Before the pandemic, the lines between restaurant, grocery, and CPG were blurring, and COVID further accelerated this trend. Large CPGs like PepsiCo, Kroger, and Heinz have launched direct-to-consumer platforms, grocery stores are evolving to include dining spaces (sometimes referred to as grocerants), and restaurants are increasingly offering private-label products in supermarkets and online. Not only is CPG a supplemental revenue stream, but it also allows a restaurant to expand its reach beyond its own four walls and to become a more widely known brand.
Restaurants Find CPG Success
In March 2021, Michelin-starred Italian restaurant Carbone launched DTC packaged sauces.
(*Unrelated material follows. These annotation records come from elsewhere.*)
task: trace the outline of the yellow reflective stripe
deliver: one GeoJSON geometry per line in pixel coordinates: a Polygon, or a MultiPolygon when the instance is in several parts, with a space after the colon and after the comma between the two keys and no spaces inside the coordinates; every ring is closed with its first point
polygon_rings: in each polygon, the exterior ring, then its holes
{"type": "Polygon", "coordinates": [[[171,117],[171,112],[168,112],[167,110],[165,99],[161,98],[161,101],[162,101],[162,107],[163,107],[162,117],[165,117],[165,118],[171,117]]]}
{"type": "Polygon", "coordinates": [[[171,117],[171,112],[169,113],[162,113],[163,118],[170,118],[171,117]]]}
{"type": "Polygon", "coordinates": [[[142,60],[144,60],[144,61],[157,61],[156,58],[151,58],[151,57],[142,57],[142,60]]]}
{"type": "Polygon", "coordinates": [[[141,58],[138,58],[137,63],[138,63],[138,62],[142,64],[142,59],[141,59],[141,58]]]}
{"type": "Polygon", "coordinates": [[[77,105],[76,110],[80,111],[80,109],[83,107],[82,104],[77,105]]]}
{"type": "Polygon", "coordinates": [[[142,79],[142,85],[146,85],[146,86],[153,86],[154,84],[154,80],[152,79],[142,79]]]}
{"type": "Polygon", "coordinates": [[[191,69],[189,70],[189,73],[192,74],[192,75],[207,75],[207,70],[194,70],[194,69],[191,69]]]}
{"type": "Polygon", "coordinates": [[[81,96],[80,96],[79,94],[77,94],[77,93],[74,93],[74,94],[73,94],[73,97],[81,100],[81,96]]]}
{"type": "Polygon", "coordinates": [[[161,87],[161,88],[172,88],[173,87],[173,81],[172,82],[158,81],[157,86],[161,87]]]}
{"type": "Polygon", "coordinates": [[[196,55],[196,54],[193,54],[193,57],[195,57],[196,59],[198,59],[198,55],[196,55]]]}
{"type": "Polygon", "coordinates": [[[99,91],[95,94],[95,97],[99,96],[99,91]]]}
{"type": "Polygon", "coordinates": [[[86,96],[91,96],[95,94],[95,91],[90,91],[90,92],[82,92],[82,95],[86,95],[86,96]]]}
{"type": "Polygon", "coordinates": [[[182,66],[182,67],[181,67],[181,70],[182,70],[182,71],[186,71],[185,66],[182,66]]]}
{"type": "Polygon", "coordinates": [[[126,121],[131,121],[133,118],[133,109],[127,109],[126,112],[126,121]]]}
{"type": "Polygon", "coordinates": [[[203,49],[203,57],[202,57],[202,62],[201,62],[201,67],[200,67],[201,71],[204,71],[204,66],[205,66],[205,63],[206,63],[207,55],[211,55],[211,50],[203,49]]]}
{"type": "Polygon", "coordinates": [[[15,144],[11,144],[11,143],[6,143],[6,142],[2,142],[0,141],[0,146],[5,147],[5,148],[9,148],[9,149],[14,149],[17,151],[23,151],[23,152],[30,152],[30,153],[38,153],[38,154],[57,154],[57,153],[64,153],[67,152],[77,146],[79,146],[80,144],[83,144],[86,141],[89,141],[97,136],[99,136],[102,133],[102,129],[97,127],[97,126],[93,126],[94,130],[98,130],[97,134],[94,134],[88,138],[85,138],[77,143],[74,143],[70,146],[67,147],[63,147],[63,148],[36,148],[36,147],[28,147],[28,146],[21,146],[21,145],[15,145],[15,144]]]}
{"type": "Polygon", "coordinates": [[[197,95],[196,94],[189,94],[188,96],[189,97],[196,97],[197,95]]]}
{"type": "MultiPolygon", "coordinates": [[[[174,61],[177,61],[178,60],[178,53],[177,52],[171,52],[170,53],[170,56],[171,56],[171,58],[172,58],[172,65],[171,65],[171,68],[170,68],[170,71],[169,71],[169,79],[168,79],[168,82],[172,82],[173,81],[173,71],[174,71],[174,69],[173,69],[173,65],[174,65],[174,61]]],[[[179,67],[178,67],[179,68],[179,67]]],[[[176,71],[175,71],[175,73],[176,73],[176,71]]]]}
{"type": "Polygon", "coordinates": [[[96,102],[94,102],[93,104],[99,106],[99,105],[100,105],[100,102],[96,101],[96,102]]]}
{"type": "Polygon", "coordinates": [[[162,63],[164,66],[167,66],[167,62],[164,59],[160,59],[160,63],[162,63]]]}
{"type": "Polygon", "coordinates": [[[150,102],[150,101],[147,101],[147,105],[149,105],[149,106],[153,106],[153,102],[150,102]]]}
Eric Skae, the CEO of Carbone Fine Foods, explained: "The goal was to give consumers something that they can recreate, a Carbone-type recipe in their own home and that's what we've been able to accomplish." They currently have three sauces on the market but expect a fourth soon. Skae joked, "I think the hardest part was dealing with two award-winning chefs and getting people to agree on taste. Really, really nailing that Carbone taste took an extraordinary amount of time."
Christine Tosi, the founder of Milk Bar, a New York bakery known for selling cereal milk and cake truffles, made her supermarket debut at the very beginning of the pandemic (it had been in the works for years) with a line of cookies. Shoppers at Whole Foods, Amazon, and Target can now get the bakery's confetti cookie (which is packed with sprinkles); the cornflake, chocolate chip, and marshmallow cookie; or the compost cookie (which includes potato chips, pretzels, chocolate and butterscotch chips, and coffee grounds). And starting in June 2021, the same grocers will offer pints of Milk Bar's ice cream with flavors like Birthday Cake and Cereal Milk. The bakery also has a thriving DTC website from which they will ship classic birthday cakes, cookie pies, or cookie sampler sets to customers across the United States.